Befragung im Südkiez im Sommer 2017

Befragung im Südkiez im Sommer 2017

Hintergrund für die Befragung war die Notwendigkeit von mehr Einsicht bezüglich der Nutzung von öffentlichem Raum und Angeboten im Südkiez. Dabei sollte in erster Instanz geprüft werden, mit welcher Zielgruppe wir es zu tun haben, welche Bedarfe und Bedürfnisse es gibt und inwiefern diese sich decken mit den dort ansässigen Projekten.

 
Unseren Fokus haben wir dabei auf Anwohner*innen des Südkiezes gelegt. Um eine möglichst breite Menge zu erreichen, sind unsere Kiezfritzen, in Form eines bilateralen Teams, zur Befragung losgezogen. Mit ihrer Hilfe wollten wir sowohl Sprachbarrieren vorbeugen, als auch den generationsübergreifenden Dialog fördern.
Zeitgleich fand eine Bestandsaufnahme statt, bei der alle Einrichtungen im Südkiez erfasst wurden.

Befragte und Methode:

Befragt wurden insgesamt

      • 189 Personen
      • davon ca. 85 % auf Deutsch, 5 % auf Englisch und der Rest auf Arabisch
      • berücksichtigt sind dabei auch 27 Personen, die beim Positionsbarometer1 teilgenommen habe
      • sowie 40 Personen, die Antwort bei den Momentaufnahmen2 gegeben haben

Die Burano Methode3 hat die Bewegungen im Kiez erfasst und sollte Aufschluss darüber geben, inwiefern Anwohner*innen des Südkiezes die bestehenden Angebote des öffentlichen Raumes nutzen.

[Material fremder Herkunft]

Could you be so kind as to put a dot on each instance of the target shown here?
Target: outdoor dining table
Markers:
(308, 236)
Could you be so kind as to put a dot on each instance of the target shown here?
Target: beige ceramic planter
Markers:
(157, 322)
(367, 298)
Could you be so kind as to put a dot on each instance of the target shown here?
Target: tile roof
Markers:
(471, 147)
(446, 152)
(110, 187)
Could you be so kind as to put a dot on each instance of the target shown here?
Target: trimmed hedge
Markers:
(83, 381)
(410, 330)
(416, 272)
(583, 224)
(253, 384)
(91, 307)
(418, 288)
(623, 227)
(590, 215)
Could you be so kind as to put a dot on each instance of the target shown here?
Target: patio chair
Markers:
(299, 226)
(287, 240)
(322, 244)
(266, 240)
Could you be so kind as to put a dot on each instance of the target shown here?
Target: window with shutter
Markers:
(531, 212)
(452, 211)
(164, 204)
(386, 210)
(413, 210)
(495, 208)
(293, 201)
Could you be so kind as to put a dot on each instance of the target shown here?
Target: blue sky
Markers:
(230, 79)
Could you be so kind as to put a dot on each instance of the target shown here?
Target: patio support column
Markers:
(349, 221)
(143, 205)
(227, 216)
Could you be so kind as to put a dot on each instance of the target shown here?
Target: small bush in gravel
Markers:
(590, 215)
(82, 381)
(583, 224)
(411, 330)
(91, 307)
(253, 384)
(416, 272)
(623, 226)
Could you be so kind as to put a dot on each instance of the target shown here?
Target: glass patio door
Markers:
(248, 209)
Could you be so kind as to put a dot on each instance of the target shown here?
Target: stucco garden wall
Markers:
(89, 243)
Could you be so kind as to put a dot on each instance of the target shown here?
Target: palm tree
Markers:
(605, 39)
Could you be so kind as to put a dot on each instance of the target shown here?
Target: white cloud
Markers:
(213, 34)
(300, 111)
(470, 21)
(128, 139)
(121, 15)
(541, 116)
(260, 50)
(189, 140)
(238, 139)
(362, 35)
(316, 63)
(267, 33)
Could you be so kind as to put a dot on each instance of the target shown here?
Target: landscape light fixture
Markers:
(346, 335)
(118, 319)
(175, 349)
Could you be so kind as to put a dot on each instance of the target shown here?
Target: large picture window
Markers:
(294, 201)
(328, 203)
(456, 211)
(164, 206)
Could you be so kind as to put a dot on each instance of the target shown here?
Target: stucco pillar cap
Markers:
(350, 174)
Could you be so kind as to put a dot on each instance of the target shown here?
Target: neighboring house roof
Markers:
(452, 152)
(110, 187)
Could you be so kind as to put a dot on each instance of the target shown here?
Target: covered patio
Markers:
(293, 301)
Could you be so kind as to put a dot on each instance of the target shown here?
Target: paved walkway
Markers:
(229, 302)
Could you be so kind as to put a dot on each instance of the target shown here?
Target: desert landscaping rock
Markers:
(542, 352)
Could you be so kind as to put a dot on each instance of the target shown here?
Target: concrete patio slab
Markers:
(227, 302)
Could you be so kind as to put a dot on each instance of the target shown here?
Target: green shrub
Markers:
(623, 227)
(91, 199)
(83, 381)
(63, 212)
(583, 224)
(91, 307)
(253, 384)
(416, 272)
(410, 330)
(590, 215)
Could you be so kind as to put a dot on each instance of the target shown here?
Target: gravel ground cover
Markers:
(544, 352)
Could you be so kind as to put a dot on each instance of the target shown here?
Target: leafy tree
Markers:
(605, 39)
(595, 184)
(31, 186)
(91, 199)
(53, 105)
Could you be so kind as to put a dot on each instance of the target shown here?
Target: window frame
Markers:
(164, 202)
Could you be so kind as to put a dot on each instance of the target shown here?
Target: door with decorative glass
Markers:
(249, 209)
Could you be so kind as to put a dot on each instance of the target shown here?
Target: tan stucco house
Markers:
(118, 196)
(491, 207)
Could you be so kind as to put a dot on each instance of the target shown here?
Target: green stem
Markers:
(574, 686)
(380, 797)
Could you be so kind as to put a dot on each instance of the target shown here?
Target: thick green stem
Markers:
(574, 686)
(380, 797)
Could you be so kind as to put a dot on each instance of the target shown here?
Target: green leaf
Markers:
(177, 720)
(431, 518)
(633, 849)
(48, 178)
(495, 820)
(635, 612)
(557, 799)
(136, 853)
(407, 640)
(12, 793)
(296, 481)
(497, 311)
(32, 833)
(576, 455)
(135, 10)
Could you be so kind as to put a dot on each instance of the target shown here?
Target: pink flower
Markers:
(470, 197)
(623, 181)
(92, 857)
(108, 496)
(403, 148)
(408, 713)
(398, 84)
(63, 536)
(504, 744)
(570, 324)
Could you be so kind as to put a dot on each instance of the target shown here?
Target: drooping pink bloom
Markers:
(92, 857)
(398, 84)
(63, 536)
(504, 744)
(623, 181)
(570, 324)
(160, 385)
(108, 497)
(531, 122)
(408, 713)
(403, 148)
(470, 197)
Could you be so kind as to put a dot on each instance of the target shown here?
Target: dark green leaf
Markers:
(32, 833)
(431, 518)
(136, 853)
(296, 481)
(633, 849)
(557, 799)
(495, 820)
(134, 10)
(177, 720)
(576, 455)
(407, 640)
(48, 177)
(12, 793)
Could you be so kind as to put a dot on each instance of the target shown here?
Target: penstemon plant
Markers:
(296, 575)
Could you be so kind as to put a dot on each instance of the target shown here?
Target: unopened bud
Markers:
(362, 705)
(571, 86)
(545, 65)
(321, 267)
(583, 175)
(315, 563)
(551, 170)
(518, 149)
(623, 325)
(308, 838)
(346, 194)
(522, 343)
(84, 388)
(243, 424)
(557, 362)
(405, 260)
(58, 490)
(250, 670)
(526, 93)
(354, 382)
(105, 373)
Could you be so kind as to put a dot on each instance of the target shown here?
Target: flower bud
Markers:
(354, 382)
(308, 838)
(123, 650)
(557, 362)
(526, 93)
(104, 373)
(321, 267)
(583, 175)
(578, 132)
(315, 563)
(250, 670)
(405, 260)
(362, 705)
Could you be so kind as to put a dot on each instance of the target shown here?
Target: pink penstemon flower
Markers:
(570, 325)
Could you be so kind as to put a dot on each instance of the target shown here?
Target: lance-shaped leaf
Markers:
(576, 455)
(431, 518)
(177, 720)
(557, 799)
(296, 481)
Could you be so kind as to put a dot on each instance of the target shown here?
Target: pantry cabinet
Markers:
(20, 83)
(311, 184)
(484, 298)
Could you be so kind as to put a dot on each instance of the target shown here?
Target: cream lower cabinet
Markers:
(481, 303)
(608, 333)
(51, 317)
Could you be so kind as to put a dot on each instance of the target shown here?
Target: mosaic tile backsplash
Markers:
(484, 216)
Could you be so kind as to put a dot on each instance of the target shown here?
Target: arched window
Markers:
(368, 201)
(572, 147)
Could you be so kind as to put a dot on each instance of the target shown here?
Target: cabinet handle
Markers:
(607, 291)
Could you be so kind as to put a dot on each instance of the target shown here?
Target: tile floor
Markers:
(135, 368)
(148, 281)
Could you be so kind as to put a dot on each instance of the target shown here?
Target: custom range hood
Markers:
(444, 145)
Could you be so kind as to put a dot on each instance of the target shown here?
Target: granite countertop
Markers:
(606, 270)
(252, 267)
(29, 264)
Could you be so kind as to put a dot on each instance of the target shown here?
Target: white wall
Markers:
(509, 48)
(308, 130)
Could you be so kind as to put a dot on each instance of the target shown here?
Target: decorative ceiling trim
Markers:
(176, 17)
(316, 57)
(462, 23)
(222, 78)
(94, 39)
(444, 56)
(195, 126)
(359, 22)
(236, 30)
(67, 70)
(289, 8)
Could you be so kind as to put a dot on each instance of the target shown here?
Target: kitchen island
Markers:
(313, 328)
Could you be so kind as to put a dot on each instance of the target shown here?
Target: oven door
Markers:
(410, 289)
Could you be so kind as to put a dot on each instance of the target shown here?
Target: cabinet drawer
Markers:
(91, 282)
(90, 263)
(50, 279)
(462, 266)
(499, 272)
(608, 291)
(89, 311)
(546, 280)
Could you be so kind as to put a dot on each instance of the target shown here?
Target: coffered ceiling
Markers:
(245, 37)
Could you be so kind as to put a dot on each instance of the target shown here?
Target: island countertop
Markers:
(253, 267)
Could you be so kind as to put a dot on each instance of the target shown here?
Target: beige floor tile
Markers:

Kurzvorstellung der Ergebnisse:

 

 

 

 

 

 

 

 

 

 

 

 

Erläuterungen:

1 Positionsbarometer

Mit dieser Methode wurden den Teilnehmenden Aussagen/Antworten aus dem Befragungsbogen genannt, zu denen sie sich auf einer Achse entsprechend dem Grad ihrer Zustimmung positionieren sollten. Diese Achse wurde an einem sichtbaren und freien Platz gezogen (z. Bsp. mit Kreide) und jeweils in die Antwortmöglichkeiten eingeteilt. Die Frage erfolgte mündlich von einem der Kiezfritzen und die Teilnehmenden musste sich dann entlang der Achse entsprechend ihrer Antwort aufstellen. Anschließend wurden die so generierten Antworten in den Befragungsbogen übertragen.

2 Momentaufnahmen

Die Momentaufnahmen in Form von kurzen ad-hoc-Befragungn umfassten Fragen wie:

  1. Was wünschst du dir in deinem Kiez?
  2. Was wünscht du dir für deinen Kiez?
  3. Was fehlt dir in deinen Kiez?
  4. Was bedeutet Nachbarschaft für dich?
  5. Gibt es etwas, was du gerne in deiner Nachbarschaft anbieten oder teilen wollen würdest?
  6. Was brauchst du dafür?

3 Burano-Methode

Die Methode erfasst die Bewegung im Kiez und sollte Aufschluss darüber geben, inwiefern Anwohner*innen des Südkiezes die bestehenden Angebote des öffentlichen Raums nutzen. Dafür wurde an drei zentralen Standorten rund um den Südkiez eine Person von den Kiezfritzen platziert, die über einen Zeitraum von mehreren Stunden und zu unterschiedlichen Tages- und Abendzeiten die Menschen gezählt und die Bewegungsrichtung auf einem Standplan (Ausschnitt vom Bezirk) skizziert hat. Plätze waren der zweite Haupteingang zum Tempelhofes Feld auf Neuköllner Seite, der Anita Berber Park, Haupteingang Oderstraße/ Warthestraße, am Wartheplatz und an der Brücke der Oderstr (S-Bahn Ring) zwischen Siegfried- und Silbersteinstraße.